In other words, a school that fails its Afro-Caribbean pupils should not get a clean bill of health. A local authority where older people are isolated and unsupported should be held to account. The Commission hopes to sign Memoranda of Understanding with the relevant regulators to give substance to that aspiration.
I should also say – drawing on my own experiences in the Greater London Authority – that Local Scrutiny Panels also have a role here. As part of the ‘quality assurance’ that makes sure public money is doing what it is supposed to, they can alert authorities to shortfalls and gaps that leave particular groups vulnerable. Equality needs to be in their vocabulary.
Nor should the equality bill, when passed, belong solely to official bodies. For example, the Local Democracy Bill currently before parliament would give people the right to expect a response to petitions made to their council. This might offer one alternative, democratic means for people to demand redress and remedy when their expectations and rights under the Equality Act are not met.
These then are some of our expectations. Behind them lie our principles as a regulator.
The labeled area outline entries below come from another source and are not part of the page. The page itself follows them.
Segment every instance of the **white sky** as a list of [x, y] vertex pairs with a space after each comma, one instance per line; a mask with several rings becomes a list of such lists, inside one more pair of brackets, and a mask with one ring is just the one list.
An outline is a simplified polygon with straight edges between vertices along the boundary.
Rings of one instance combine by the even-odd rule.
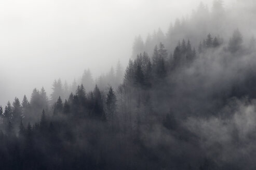
[[0, 0], [0, 105], [42, 86], [49, 95], [55, 78], [70, 82], [85, 68], [97, 76], [125, 63], [135, 36], [165, 32], [200, 1]]

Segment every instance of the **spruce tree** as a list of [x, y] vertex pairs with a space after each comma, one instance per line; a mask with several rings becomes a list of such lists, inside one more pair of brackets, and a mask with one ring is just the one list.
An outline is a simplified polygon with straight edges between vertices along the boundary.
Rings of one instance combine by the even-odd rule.
[[113, 120], [114, 114], [116, 111], [116, 96], [113, 90], [112, 87], [110, 87], [107, 95], [106, 105], [107, 116], [111, 120]]

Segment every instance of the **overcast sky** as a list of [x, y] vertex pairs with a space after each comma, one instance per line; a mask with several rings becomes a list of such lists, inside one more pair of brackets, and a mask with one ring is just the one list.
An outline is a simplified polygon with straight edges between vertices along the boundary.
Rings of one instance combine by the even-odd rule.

We want to focus on progress, not process.
We want to rely on evidence, not dogma.
And we want to put our energy into partnership, not protest.
And in that spirit let me make clear what we will offer in that partnership.
We will provide clear and authoritative guidelines that help organisations understand the Bill and put it into practice. Our plan is that no-one should have to read more than is relevant to them. They should know the minimum legal requirement: but they should also have access to information about how they could go beyond the minimum, if they wish. The guidance will be illustrated with practical examples, grounded in the real-life experience of firms and public sector bodies. Therefore we are keen to work with, and learn from, the local authorities delivering in our communities. Through the IDeA and LGA we have already canvassed views on what kind of situations the guidance should cover (I’m tremendously grateful, by the way, for the efforts that those organisations are putting in to this): and in due course we hope to get the views of front-line users on what we’re producing: because if guidance is to do its job properly, it needs to work for them.
A word on localism. Very often there is no one answer to overcoming inequality, especially when it comes to some of the most complex and deep-seated causes of disadvantage, such as socio-economic background. There may be elements common to all successful approaches - an emphasis on gathering evidence, measuring impacts and analysing trends - but a variety of approaches is not a weakness. On the contrary, experiment is often a way of testing the most effective solutions. Therefore, we in the Commission expect to keep prescription to a minimum and encourage local innovation.
Finally, if and when the Equality Bill becomes law, the key to implementing it successfully will not lie in some obscure alchemy or theoretical formula. It will lie in seeing people as individuals and treating them with dignity and respect. This, surely, is local government’s stock in trade. Perhaps, then, I can end by turning around the question: ‘what can local authorities do to help the Equality and Human Rights Commission implement the Equality Bill?’